In earlier eras, the public might have been displeased to have their beaches defiled by writhing squid tentacles and slowly rotting squid flesh, but times have changed. Gilly lab doctoral candidate Danna Staaf was in La Jolla when the stranding happened. She went over to the beach to take a look and decided to do some cheap research. It costs money to take a boat out to catch squid, but if the squid come to you, the price is just the cost of a few freezer storage bags.

Strandings of sea life are fairly common. On Cape Cod, sea turtles commonly strand after fall storms. Whales often stranded on the Cape during the Pilgrim era. Even jellyfish strand in huge numbers, making beaches treacherously gelatinous until predators, like gulls, carry the carcasses away. Sometimes animals strand because they're ill, or because they've been trapped in currents, but most of the time, scientists have no idea why marine life washes up on beaches in great numbers.

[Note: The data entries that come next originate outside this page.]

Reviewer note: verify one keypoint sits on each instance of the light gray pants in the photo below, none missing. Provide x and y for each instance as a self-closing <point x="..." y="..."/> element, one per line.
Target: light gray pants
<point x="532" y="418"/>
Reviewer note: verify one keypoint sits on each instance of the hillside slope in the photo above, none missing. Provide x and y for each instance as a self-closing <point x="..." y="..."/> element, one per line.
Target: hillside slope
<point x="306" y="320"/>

Standing on the La Jolla beach during the summer of 2009 and looking at the putrefying squid bodies, Danna wondered if the Humboldts had stranded because they suffered from domoic acid poisoning. Domoic acid is a toxin produced by a small subset of algae. Fish and some mollusks are immune to the toxin. When they eat the algae, they accumulate large amounts of the toxin but are not affected.

Higher up in the food chain the situation changes. The birds, mammals, and humans that eat the toxic fish and shellfish suffer greatly. The toxin affects their nerves. In humans, in large enough amounts domoic acid causes sometimes permanent short-term memory loss. In 1987 domoic acid that had accumulated in Prince Edward Island mussels killed three people. More than a hundred others became seriously ill. This also happens on the West Coast. In 1961, hundreds of birds, shearwaters and gulls, began behaving erratically and dropping inexplicably out of the sky in Capitola, California, seemingly attacking the town. People were terrified. Alfred Hitchcock, at work on his film The Birds, took note.

In recent years, domoic acid poisonings on the West Coast appear to have become more frequent. To see if the Humboldt strandings might be another example of this trend, Danna took out her knife and began carving out the stomachs of the dead squid. She put each in a separate plastic bag in order to send them to a lab for analysis. Perhaps the stomach contents would provide a clue as to why the animals had died. She was soon surrounded by curious adults and kids.

Staaf explained that the basic body plan of squid and octopuses is quite different from our own. Our own legs and arms evolved from the fins of fish, our distant vertebrate cousins. But the Humboldt squid have very different fins, which have no bones but which are able to propel the animal through the water at top speed.

Curious people, adults as well as kids, peppered her with questions. She ended up giving out sucker rings "like candy" to those who wanted them, which was, surprisingly, almost everyone. She gave one kid the squid's beak, but he returned later with a glum expression. It turned out that his mother had decreed that this prize of war had no place in the family automobile.

Then she showed some children some packets of sperm, called spermatophores.

"See how they pop open in my hand? Isn't that cool?" she said.

"What's sperm?" asked one kid.

Maybe that's not the best direction to have gone in, she thought to herself. But she decided that the question required an answer.

"Well, it's what mixes with eggs to make baby squid," she said. It sounded kind of like a recipe for baking a cake, but it did the trick.

A few days after sending her frozen squid stomachs to the lab for analysis, Danna heard the results: no domoic acid. She wasn't disappointed because she felt like she was part of an international team of scientists gathering as much basic data on the Humboldt as possible. Her negative result had had a positive effect by providing one more small piece of information that would help scientists understand the whole picture.

Humboldt squid stayed in the headlines for much of 2009. Even PETA—People for the Ethical Treatment of Animals—got into the act. The organization took advantage of the press attention by posting a banner on one beach that said: "Warning: Predator in the Water! You! Go Vegetarian!" PETA's plea didn't work: Humboldt squid sandwiches are now available at many seaside restaurants.